Mr Kelly told the jury that "honour" had been offended when a relationship between the daughter of the deceased Thomas Dooley and one of the accused men had broken down, and a score was to be settled.
Mr Kelly suggested the motive in the case was 'reasonably clear' and submitted it was because of an unhappy end to a childish relationship.
Defence legal teams bristled at Mr Kelly's language.
Senior counsel Tom Creed, for Thomas Dooley senior, described as "dog whistle rhetoric" the prosecution categorisation of the case as an honour killing.
He said this was based on the contention that there had been a falling out between the families, but it wasn't supported by the evidence of Siobhán Dooley, the wife of the deceased, that there was a falling out. He said Mrs Dooley's evidence was that the families had stopped speaking to each other.
Referring to the reference to an honour killing, Mr Creed told the jury: "That kind of dog whistle rhetoric has no place in this case.
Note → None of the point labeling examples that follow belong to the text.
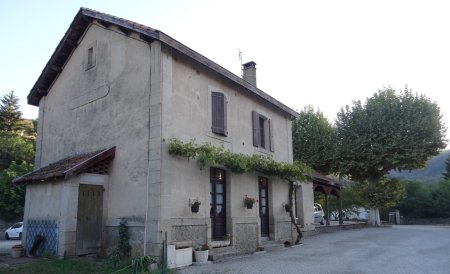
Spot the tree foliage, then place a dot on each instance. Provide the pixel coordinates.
(313, 143)
(387, 132)
(10, 113)
(12, 197)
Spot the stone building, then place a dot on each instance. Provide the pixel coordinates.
(110, 98)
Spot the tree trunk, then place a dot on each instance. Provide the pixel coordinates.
(291, 212)
(374, 217)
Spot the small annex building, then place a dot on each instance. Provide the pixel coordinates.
(110, 98)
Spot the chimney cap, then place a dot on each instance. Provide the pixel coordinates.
(249, 65)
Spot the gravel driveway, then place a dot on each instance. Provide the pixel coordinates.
(400, 249)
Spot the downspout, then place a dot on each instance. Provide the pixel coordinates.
(148, 159)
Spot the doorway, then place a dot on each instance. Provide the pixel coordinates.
(264, 205)
(218, 203)
(89, 219)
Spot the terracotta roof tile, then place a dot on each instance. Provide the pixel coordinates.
(66, 167)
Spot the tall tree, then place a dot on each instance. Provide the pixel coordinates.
(312, 136)
(388, 132)
(10, 113)
(447, 169)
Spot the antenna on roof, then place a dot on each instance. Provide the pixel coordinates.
(240, 58)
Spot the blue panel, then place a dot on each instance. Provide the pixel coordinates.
(46, 228)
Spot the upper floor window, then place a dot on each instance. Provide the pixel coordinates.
(262, 131)
(219, 113)
(91, 56)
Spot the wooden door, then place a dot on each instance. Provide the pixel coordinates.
(89, 219)
(218, 203)
(264, 206)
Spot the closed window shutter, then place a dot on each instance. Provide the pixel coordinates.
(272, 148)
(218, 113)
(256, 129)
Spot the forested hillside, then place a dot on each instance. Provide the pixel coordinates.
(431, 173)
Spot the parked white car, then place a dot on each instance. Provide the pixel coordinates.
(319, 216)
(14, 232)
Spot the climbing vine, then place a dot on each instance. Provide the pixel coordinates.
(209, 155)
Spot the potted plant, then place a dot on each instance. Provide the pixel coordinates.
(17, 251)
(248, 201)
(195, 205)
(201, 253)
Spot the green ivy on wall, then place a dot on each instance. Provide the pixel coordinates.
(209, 155)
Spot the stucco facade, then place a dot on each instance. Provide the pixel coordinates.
(120, 89)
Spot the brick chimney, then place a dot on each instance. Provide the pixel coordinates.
(249, 72)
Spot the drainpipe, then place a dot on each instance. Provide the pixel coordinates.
(148, 159)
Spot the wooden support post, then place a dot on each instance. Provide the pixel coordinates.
(327, 212)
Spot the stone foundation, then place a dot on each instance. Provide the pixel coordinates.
(195, 233)
(246, 237)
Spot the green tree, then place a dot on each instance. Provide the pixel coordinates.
(10, 113)
(388, 132)
(313, 143)
(447, 169)
(12, 196)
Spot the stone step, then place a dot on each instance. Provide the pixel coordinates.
(271, 246)
(222, 253)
Talk of medieval violence - it has no place [in the case]."
Last week, Patrick Dooley, Thomas Dooley senior, Thomas Dooley junior and the teenager were found guilty by the jury. Michael Dooley was found guilty on Tuesday. All of these verdicts were unanimous.
On Thursday morning, the jury resumed its deliberations in relation to the last of the six accused, Daniel Dooley. He was also found guilty. In his case, the verdict was a majority one, on an 11-1 split of the jury of 10 men and two women.
The five men, all of them related to the deceased, Thomas Dooley, will be sentenced next Tuesday.
The teenager's case has been adjourned until October.